Case Study #1: Not-For-Profit Organization

Issues:

  • All employees received across-the-board increases.
  • Organization recently experienced two years of salary freezes increases not tied to performance; often tied to length of service.
  • Funding issues made it difficult to provide suitable increases.
  • Inconsistent use of incentives in different divisions.
  • Lack of formal technical salary administration procedures.

    Solutions:


  • Reassign all employees based on a market driven approach.
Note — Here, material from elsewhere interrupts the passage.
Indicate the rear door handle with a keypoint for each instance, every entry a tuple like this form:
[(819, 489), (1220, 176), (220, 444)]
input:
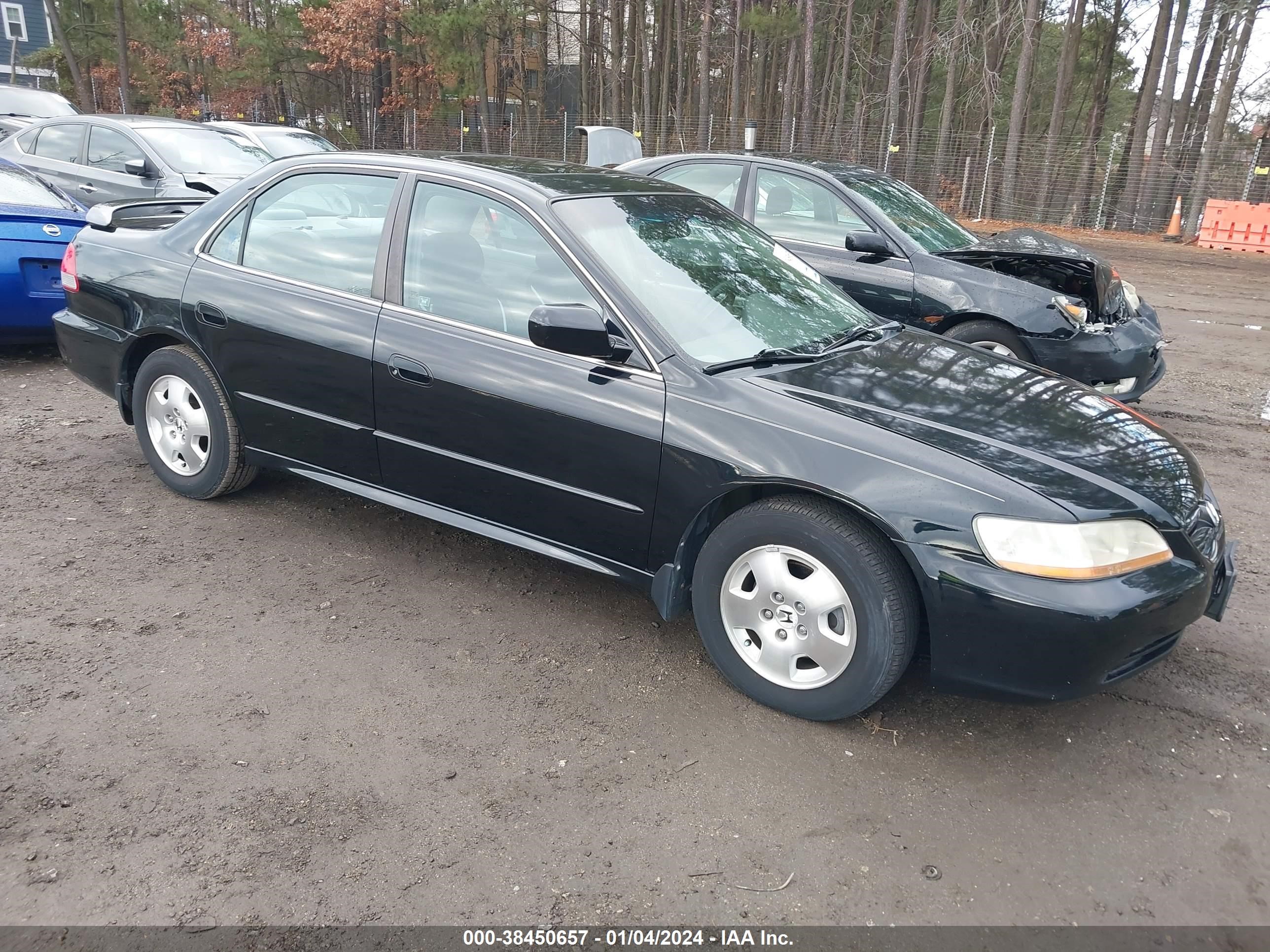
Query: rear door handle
[(409, 371), (211, 314)]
Provide increases to qualified employees directly tied to performance.
  • Reward "high achievers" with a greater increase than average performers.
  • Provide "high achievers" with an additional lump sum increase.
  • Award incentives to qualified employees based on department performance.
Case Study #2: Computer Services Company

Issues:

  • Limited incentives for management population.
  • Incentive awards not tied to results.
  • Incentive payouts the same to all managers, regardless of performance or job level.
  • No minimum performance requirement to earn rewards.
  • Awards based on departmental efforts; individual contributions not factored in.
  • No motivation to exceed departmental goals.

    Solutions:


  • Provide incentives tied to results that exceed stated goals.
  • Objectives structured to drive business plan objectives.
  • Target incentive awards will vary based on job level and individual performance.
  • Maximum award levels established to provide additional incentive.
  • Awards determined by combination of department and individual performance.
  • Individual's job performance must be satisfactory in order to be eligible.
  • Job levels established based on competency statements.
Case Study #3: Telecommunications Company

Issues:

  • Management compensation package not tied to performance.
  • Pay for Performance not actively used to determine increases and bonuses.
  • Desire to provide above market incentives as retention tool.
  • Need for incentives that drive short-term performance and long-term growth.

    Solutions:


  • Adopt a Compensation Philosophy as baseline for salary administration.
  • Design salary structure to cover management positions.
  • Develop annual incentive plan tied to company performance.
Case Study #4: Wall Street Securities Firm

Issues:

  • Morale compromised based on perceived internal pay inequities.
  • Desire to evaluate market to determine competitiveness of current pay system.
  • Enhance ability to attract and retain qualified employees inconsistent application of salary administration processes.
  • No formal method of determining staff bonus.

    Solutions:


  • Develop Compensation Philosophy for staff.
  • Compensate employees at the competitive market level.
  • Prepare job summaries based on market analysis.
  • Develop salary ranges for all employee groups.
  • Develop Salary Administration Policy to ensure consistency.
  • Develop Bonus Program to enhance overall compensation package.
Case Study #5: Toiletries Manufacturing Company

Issues:

  • Management compensation not in line with competitive market.
  • No incentives for management employees to contribute to company growth.
  • Bonus plans not tied to team efforts or company performance.
  • Separate plans desired to reward management and staff.
  • Desire to create team environment among factory employees.
  • Inconsistent and discretionary approach to past bonus payouts.
  • Limited communication lines among entire organization.

    Solutions:


  • Increase management salaries to reflect market analysis.
  • Develop two separate incentive plans covering management and remaining staff.
  • Staff eligible for gainsharing/group incentives based on company financial achievement.
  • Management eligible for annual awards based on corporate and individual goals.
  • Communication tools implemented to improve overall morale.